Pensó en su mujer, Francisca León, la valiente, la que alimentó a sus hijos vendiendo leche y huevos, moliendo trigo y cultivando papa. Francisca la que le perdonó amores pasajeros y borracheras, unas veces por amor, otras veces por pragmatismo, otras veces con resignación. -Ay Francisca lo que me aguantaste, que el cielo me permita honrarte- dijo en voz alta.


Y así sentado en su silla, en la misma habitación en la que había muerto su señora siete años antes, la muerte le susurró al oído con dulzura, -Llegó la hora-. Don Samuel partió con ella, agradecido porque como toda una dama, le había dado espacio para despedirse y morir en su tierra. Una luz dorada cubrió toda la habitación, abriendo la puerta que separa a este mundo del más allá.


A las 3:30 de la madrugada el aullido agudo y doloroso de un perro triste se escuchó en el pueblo, era el llanto anunciando la partida del que se va para no regresar más. Los perros del pueblo labraban al unísono, el aire se cubrió de melancolía y una chispa dorada se vio sobre la Montaña Sagrada. Ese aullido desolador despertó a todos en la casa. ¿Qué fue eso? Decían unos mientras se persignaban –Que Dios nos coja confesaos- decían otros. Mija vaya y mire a su papá. Decía el yerno. Pero Don Samuel dormía más plácido que nunca. No lo quisieron perturbar.


Al día siguiente Don Samuel no golpeó la puerta con su bordón para pedir su desayuno y avisar que había despertado como usualmente lo hacía en las mañanas. Eran las 8 de la mañana y él seguía durmiendo tranquilamente. Su hija se acercó y con una sensación de vacío que subía y bajaba por todo su cuerpo, intentó despertarlo cuidadosamente, ¿papá? Don Samuel ya no respiraba.


-El señor Aguilar, murió hace varias horas, aproximadamente a las 3 de la mañana - dijo el médico mientras examinaba el cuerpo. -Murió a las 3:30 de la mañana- respondió su hija.

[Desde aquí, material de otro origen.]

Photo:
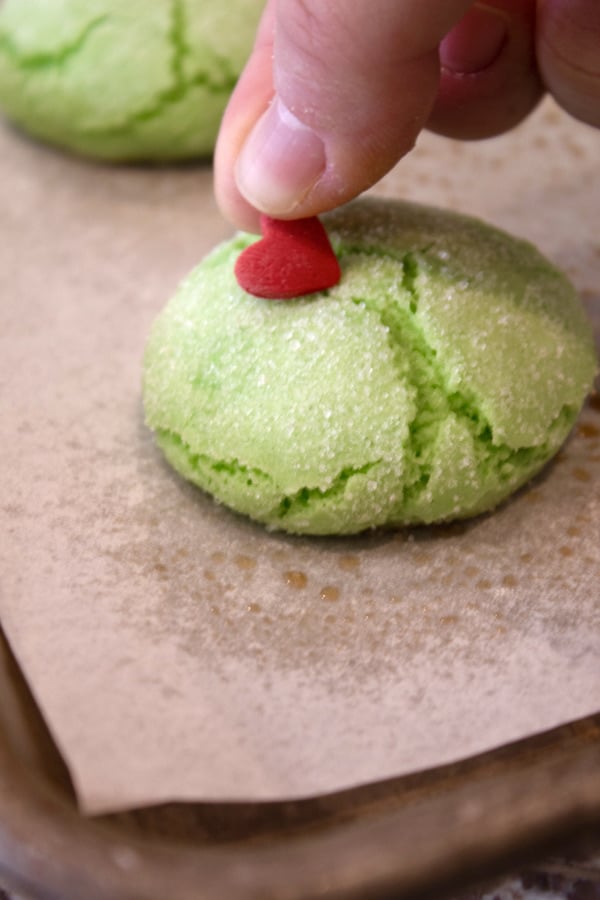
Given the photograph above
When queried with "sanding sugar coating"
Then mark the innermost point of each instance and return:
(442, 372)
(134, 80)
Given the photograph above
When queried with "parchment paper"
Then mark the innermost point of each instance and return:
(178, 651)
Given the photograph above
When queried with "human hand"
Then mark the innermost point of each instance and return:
(336, 92)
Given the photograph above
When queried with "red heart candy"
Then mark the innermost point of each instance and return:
(294, 257)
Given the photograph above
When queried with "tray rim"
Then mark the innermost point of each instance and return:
(493, 821)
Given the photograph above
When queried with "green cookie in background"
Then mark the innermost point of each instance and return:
(123, 81)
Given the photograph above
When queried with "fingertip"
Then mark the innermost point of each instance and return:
(489, 80)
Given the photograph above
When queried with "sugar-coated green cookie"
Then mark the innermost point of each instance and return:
(443, 371)
(134, 80)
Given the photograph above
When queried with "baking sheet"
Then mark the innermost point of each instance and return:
(180, 652)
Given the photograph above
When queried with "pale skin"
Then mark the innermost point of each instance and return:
(336, 92)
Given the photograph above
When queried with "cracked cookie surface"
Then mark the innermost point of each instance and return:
(442, 372)
(123, 81)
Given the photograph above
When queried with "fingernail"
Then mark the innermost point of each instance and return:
(476, 42)
(280, 162)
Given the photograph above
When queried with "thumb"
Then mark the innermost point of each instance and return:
(333, 95)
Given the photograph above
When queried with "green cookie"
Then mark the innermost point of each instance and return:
(133, 80)
(443, 371)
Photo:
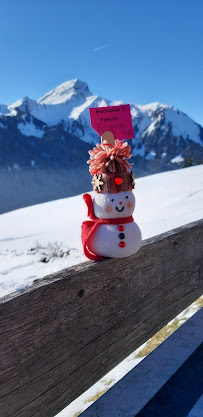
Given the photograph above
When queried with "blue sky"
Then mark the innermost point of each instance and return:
(135, 51)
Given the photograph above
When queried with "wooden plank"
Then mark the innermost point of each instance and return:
(59, 336)
(136, 391)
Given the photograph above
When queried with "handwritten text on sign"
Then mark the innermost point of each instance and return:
(116, 119)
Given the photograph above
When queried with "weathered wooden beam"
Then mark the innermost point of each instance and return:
(62, 334)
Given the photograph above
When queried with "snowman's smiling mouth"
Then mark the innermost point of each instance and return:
(120, 209)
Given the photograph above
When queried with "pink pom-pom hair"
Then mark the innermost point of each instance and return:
(107, 158)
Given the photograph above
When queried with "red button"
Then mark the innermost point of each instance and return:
(121, 228)
(122, 244)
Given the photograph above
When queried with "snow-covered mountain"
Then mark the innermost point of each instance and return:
(50, 137)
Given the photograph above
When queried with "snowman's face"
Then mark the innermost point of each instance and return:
(110, 206)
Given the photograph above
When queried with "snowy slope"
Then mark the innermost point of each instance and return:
(164, 201)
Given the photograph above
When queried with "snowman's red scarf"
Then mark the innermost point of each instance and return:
(89, 227)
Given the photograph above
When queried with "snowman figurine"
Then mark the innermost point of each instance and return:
(111, 232)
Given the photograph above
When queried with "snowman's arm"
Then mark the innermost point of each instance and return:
(88, 200)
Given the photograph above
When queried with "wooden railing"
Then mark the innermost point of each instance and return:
(63, 333)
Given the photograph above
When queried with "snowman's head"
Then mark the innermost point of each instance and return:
(110, 206)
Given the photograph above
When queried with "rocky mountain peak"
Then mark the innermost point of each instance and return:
(66, 91)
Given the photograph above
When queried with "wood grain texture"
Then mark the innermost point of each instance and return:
(62, 334)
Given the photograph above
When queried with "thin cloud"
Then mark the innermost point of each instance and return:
(101, 47)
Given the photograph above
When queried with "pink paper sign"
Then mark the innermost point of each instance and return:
(116, 119)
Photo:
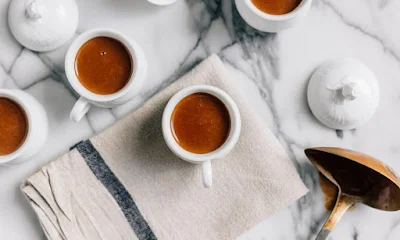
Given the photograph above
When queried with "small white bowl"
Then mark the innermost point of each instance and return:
(271, 23)
(203, 159)
(162, 2)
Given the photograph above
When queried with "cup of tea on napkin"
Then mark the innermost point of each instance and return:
(201, 123)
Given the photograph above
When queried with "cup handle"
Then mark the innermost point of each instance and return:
(207, 173)
(79, 110)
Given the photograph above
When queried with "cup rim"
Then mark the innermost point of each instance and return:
(73, 49)
(14, 97)
(234, 131)
(280, 17)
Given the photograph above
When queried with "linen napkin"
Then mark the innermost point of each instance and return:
(126, 184)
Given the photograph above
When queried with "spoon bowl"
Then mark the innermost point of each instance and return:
(359, 178)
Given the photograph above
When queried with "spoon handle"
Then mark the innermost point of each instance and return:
(343, 203)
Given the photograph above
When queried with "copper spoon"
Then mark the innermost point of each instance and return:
(359, 178)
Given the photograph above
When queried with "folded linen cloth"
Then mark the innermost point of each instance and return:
(126, 184)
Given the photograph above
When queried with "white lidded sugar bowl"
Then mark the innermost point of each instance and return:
(343, 94)
(43, 25)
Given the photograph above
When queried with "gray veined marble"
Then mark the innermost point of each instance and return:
(272, 70)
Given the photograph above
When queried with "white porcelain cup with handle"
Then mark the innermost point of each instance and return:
(268, 22)
(206, 158)
(88, 98)
(37, 126)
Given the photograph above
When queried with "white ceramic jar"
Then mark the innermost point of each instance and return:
(43, 25)
(271, 23)
(37, 127)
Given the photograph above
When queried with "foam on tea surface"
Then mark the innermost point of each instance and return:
(13, 126)
(103, 65)
(200, 123)
(276, 7)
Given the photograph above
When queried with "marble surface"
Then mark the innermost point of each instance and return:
(272, 71)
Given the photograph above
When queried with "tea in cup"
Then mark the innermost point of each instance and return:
(105, 68)
(272, 15)
(201, 123)
(23, 126)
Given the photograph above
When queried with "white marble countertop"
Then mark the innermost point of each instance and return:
(272, 71)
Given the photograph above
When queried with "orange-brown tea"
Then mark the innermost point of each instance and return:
(276, 7)
(13, 126)
(103, 65)
(200, 123)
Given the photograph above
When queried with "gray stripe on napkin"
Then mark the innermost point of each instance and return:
(116, 189)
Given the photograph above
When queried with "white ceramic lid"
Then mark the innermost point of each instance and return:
(343, 94)
(43, 25)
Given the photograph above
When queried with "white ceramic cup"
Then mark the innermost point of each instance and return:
(130, 90)
(271, 23)
(37, 127)
(204, 159)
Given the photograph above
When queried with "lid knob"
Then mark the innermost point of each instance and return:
(33, 11)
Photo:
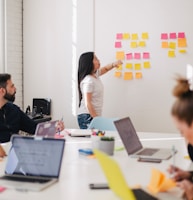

Don Samuel fue llevado por una procesión desde la iglesia del pueblo hasta el cementerio de la colina, exactamente cuando el sol alcanzaba su cenit. Desde lejos se veía un rio de gente vestida de negro contrastando con el brillo del sol de Enero. El Ave María y el Padrenuestro se escuchaban con fuerza.


Una vez en el cementerio, el ataúd fue elevado por varias manos para recibir por última vez el agua bendita. Don Samuel Aguilar llegaba finalmente al barrio que había anunciado unas semanas atrás, su alma se había reencontrado con sus ancestros y su cuerpo se fundiría con la tierra que lo vio nacer y que lo llamó a morir en sus brazos.


Mientras el ataúd se deslizaba lentamente en el osario, el compadre Pascual, gritó con todo su corazón, con su voz vibrando por el dolor, pero con fuerza para que se escuchara hasta el cielo: ¡Adiós mi compadre!